Hematology treatment through Named Patient Program

 Hematology is the study of analysis, treatment, etiology and prevention of blood-related diseases. Blood-related diseases affect the production of blood cells, red blood cells and white blood cells, plasma, hemoglobin, bone marrow, and spleen, and destroy the blood clotting mechanism. Hematology usually refers to the diagnosis and treatment of malignant and benign diseases of blood and its components. Some serious fatal diseases that may occur due to blood system diseases are leukemia, myeloma and lymphoma, and these patients require advanced chemotherapy.
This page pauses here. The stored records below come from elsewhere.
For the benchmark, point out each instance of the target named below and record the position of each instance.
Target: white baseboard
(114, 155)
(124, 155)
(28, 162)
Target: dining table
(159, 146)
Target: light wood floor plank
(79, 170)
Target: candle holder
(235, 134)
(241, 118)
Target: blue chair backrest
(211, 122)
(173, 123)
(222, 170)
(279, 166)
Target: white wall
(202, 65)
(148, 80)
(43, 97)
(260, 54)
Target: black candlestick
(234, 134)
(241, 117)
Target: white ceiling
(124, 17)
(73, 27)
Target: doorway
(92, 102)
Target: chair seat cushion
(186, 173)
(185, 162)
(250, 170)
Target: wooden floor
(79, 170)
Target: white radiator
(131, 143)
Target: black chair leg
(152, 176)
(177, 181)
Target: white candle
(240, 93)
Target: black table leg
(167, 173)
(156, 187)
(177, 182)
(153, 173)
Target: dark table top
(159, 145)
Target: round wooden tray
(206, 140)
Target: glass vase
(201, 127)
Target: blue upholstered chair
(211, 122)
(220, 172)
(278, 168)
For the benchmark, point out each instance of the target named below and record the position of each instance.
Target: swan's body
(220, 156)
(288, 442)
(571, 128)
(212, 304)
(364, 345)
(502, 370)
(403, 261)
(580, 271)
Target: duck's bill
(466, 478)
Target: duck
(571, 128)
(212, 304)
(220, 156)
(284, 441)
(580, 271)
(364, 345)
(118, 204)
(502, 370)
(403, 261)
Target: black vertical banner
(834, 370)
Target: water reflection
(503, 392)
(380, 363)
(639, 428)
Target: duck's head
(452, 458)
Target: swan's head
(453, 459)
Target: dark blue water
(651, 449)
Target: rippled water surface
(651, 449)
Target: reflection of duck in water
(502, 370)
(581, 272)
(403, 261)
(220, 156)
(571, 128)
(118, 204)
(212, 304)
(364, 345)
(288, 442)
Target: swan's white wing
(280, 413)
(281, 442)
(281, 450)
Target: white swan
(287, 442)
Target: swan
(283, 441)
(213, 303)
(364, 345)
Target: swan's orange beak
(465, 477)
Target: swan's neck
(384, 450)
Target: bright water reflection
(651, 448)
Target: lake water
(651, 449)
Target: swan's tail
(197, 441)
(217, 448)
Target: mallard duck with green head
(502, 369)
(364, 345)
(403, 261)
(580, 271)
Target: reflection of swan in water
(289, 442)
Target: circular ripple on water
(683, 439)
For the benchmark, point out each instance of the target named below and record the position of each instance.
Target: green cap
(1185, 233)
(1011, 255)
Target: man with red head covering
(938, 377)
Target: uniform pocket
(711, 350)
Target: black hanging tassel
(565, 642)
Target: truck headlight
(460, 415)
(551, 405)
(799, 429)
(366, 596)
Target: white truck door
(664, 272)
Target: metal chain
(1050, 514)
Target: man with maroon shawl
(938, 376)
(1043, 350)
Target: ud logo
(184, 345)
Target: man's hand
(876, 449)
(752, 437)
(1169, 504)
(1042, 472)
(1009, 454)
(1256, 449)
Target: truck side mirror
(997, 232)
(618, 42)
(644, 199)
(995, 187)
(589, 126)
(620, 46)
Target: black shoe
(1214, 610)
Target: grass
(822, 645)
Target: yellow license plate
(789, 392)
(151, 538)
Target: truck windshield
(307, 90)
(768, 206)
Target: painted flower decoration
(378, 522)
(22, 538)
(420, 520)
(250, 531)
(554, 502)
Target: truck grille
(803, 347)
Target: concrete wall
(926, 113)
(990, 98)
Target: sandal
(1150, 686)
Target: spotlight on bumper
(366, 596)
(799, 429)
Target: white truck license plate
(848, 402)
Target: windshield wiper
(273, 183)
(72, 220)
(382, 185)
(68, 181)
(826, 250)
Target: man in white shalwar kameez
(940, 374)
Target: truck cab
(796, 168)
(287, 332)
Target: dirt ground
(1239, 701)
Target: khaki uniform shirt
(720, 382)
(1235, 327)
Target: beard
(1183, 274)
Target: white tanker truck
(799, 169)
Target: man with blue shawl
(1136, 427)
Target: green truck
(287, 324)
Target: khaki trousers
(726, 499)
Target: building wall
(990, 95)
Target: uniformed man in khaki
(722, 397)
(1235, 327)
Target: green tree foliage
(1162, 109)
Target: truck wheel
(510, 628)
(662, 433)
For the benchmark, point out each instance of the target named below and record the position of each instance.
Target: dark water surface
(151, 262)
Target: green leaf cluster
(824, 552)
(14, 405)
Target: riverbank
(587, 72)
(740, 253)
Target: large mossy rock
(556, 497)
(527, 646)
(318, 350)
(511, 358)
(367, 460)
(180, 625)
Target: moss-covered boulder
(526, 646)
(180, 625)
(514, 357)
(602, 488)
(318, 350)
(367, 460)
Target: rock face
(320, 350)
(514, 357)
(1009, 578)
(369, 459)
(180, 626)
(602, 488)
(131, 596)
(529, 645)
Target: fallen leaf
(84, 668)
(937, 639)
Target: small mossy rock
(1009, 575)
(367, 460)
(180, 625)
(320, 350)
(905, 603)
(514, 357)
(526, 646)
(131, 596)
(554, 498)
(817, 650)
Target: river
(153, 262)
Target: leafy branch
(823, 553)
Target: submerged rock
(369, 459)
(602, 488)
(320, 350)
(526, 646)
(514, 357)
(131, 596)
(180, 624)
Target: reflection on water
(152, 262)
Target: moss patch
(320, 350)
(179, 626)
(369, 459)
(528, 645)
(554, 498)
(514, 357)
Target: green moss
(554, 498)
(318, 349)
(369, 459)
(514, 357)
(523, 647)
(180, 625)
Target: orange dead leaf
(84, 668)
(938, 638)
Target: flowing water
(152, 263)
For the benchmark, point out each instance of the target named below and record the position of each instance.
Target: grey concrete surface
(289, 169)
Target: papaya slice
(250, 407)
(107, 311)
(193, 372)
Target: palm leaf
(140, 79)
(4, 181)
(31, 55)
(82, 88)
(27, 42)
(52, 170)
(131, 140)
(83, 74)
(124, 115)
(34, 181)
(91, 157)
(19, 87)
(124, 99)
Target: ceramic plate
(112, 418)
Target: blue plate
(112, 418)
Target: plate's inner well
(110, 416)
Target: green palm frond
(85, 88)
Available treatments also include blood coagulation therapy, blood transfusion and drug therapy. The first two are necessary when there is no response to drug treatment or the disease is relieved from the initial stage. However, why wait for more serious conditions to spend higher treatment costs.

Alleviare Life Sciences and pharmaceutical consulting companies provide Delhi hematological malignancies with patient medicines at a cheaper price. All these drugs have been standardized and approved by the Medical Association. Alleviare Life Sciences’ designated patient supplies provide designated patient drugs such as MabCampth to treat B-cell chronic lymphocytic leukemia (B-CLL), which is a type of leukocyte cancer called B-lymphocytes and Normosang. Treatment of sudden onset of porphyria in patients with acute hepatitis.

There are many other named patient drugs on the market, such as Eltromobopag for the treatment of chronic immune thrombocytopenia, and Ibrutinib for the treatment of mantle cell lymphoma. Alleviare Life Sciences provides cancer treatment drugs on time throughout the world. These drugs are available on valid prescriptions from clinicians and can only be imported with permission.